別邸の脇に造られてある小屋の柵に馬の手綱を括りつけると、持っていた合鍵で別邸の扉をゆっくりと開ける。
静まり返った部屋はまだ誰も起きている事を感じさず静寂を保っている。
だが鼻腔を擽る懐かしく染みついた母の趣味であった甘い香りのポプリの匂いはいつの間にか薄らいでいて、新たに主張している香りは、私が求めてやまない者のフレグランスの香りだった。
母の部屋へと近づく度にその香しさは強さを増し、私の鼻腔を更に擽る。
そして開け放った扉の奥には、横向きに少し蹲るように上掛けに身を包んでいる愛しいマリエッタの姿があった。

肩から見え隠れする夜着は肌触りの良さそうな真っ白なシルクで、それはマリーの白い肌に良く似合って映えている。

「マリー……」

サイドテーブルに嵌めていた手袋を脱ぎ捨て、ベッドに腰を下ろすと、そっと頬に零れ落ちた髪を掬うように撫ぜあげた。

「ふん……」

少しこそばゆかったのか?

寝返りをうちながら、自らの手を頬に置き、軽くかき毟るような仕草をした後、髪を掻き上げている。
無意識のその姿が何とも言えず色っぽく、思わず掻き上げた右腕を掴むと、そのまま唇を押し付けた。

「んんっ……」

瞼がピクリと動き、ゆっくりと瞼が開くのを確認し声をかける。

「おはよう。
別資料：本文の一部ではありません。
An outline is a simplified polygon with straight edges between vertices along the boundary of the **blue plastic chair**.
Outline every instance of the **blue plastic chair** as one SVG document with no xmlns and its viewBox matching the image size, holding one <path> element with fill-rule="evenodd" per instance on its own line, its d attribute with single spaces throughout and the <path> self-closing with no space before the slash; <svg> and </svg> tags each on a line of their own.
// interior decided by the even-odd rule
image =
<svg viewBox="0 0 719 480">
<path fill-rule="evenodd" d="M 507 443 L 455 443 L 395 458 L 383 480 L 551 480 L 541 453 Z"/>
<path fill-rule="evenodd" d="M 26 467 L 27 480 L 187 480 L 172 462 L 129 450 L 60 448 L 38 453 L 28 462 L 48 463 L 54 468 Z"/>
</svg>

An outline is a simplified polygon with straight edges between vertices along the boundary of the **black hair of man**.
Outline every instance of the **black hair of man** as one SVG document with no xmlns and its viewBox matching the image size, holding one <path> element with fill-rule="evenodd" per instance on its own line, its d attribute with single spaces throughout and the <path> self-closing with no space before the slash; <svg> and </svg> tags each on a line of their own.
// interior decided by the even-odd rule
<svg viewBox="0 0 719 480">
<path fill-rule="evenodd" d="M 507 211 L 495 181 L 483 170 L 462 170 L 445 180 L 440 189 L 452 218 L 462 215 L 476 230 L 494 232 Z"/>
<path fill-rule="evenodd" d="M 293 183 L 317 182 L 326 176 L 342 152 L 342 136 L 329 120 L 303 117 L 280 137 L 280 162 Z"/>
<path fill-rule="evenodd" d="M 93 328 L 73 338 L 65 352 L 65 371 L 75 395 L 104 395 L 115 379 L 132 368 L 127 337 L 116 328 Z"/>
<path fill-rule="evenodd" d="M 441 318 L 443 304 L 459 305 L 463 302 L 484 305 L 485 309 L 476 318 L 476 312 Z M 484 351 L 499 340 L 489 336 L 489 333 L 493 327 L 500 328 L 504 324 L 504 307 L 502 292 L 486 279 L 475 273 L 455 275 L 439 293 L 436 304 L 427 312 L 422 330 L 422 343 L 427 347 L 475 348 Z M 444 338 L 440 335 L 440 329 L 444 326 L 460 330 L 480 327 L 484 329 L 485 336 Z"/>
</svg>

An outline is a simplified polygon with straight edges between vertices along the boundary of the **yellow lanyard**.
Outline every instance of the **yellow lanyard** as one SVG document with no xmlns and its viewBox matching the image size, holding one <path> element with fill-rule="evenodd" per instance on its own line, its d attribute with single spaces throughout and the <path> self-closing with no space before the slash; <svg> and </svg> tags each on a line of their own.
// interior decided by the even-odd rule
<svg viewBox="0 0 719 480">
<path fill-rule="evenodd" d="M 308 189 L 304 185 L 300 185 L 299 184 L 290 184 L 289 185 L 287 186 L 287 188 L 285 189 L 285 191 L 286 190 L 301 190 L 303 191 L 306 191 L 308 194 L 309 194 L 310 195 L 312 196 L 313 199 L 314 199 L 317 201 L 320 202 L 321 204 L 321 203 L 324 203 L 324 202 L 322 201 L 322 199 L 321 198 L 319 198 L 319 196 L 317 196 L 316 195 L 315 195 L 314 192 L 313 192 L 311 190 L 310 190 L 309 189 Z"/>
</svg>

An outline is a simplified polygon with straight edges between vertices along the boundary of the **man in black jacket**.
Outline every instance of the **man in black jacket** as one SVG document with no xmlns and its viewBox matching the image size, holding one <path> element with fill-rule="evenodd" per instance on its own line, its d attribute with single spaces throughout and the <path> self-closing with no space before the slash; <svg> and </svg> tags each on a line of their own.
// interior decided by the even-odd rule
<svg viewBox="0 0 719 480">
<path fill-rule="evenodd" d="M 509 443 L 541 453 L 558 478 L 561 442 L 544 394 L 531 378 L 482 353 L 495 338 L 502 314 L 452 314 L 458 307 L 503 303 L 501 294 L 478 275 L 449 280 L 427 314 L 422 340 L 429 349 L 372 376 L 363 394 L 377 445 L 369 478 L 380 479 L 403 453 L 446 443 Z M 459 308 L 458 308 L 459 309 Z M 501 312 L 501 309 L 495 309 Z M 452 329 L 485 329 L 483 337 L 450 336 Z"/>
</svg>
マリー」

「アレク……おかえりなさい」

眠い目を擦りながら柔らかな笑みを漏らし、私に声をかける仕草の何と言う可愛らしい事かッ。

「ただいま」

満面の笑顔でそうこたえると、有無を言わさず深く口づけた。
己の舌先を押し入れ、絡めながら一気に吸い込む。

「んっ……まっ……て……」

「待てない……」

「こんな……じかんッ……」

「遅れてゴメン」

「ちがっ……ねてな……んっ……、からだ……しんぱ……っ」

「大丈夫だ」

言葉を追いかけるように唇を奪いながら露わになっている鎖骨をそろりと指でなぞる。
ぴくりと肩を震わせるマリーの反応に思わず顔が綻び、胸の鼓動が一気に早く波打つのを感じた。

「期待してくれていて嬉しいよ」

「ちがっ……やんッ」

恥ずかしそうに竦めようとする身を捉え、すかさず夜着の合わせの隙間から手を差し入れて胸をやんわりと揉みあげる。
その頂を時折触れながら弄ぶと甘い声が漏れ始めた。

「ぁん……、やっ……アレッ……んんっ」

「感じる?」

触れるだけでは物足りなくて口づけると更なる反応を齎した。

「やっ……あぁっ……」

強く吸い上げると刺激に耐え切れなくなったのか、マリーの腰がかすかに跳ねた。

「良い反応。嬉しいよ」

「ばかッ……んっ」

マリーなら、何もかもの反応が可愛く感じられ、欲情を注ぐ。

「身を縮めないで。もっと触れたい」

「っ……」

触れる私の手に手を重ね、潤んだ瞳で見つめられるともう抑えが利かなくなる。

「何? もっと触れてほしい?」

「ちがッ……んっ」

「違うんだ」

急に芽生えた悪戯心に、有無を言わさず再び唇を塞ぐと、マリーの重ねた手をそのままに下腹部に滑らせ大腿部へと導いた。

「やだっ、アレクッ……」

マリーが再びピクリと身体を震わせ、もじもじとしながら膝を必死で閉じようとしている様子がうかがえる。

「入れて?」

「っ……、ダメなのっ……」

「何故?」

「わっ……わたし……へっ、へんなのッ」

「何処が?」

「きっ、きかないでっ……」

両手で顔を覆いながら首を必死に左右に振っている。
薄暗くて良くは分らないが、おそらくマリーの顔は羞恥で染まっているに違いない。
思わず顔が綻ぶ。
 
「本当にマリーは可愛いなぁ」

「かっ、かわいくなんてっ……あぁっ」

無理矢理手をねじ込んで、間を割り開き身体の内側へと手を忍ばせた。

「なんだ。マリーも期待してくれていたんだ」

既に潤っているその場所に指を1本沈ませた。

「……やっ……、だめなのぉ……あっ……んっ」

「全然駄目じゃないよ。いい感じ」

二度目とあって指は容易に飲み込まれていく。
濡れ具合も悪くない。
だが最初の繋がりから時間もだいぶ経過している。既に潤っているとはいえ無理はさせられない。
準備されている状況に、思わず顔が綻ぶのは仕方の無い事だ。こちらも実の所はあまり余裕なんて持てないのだ。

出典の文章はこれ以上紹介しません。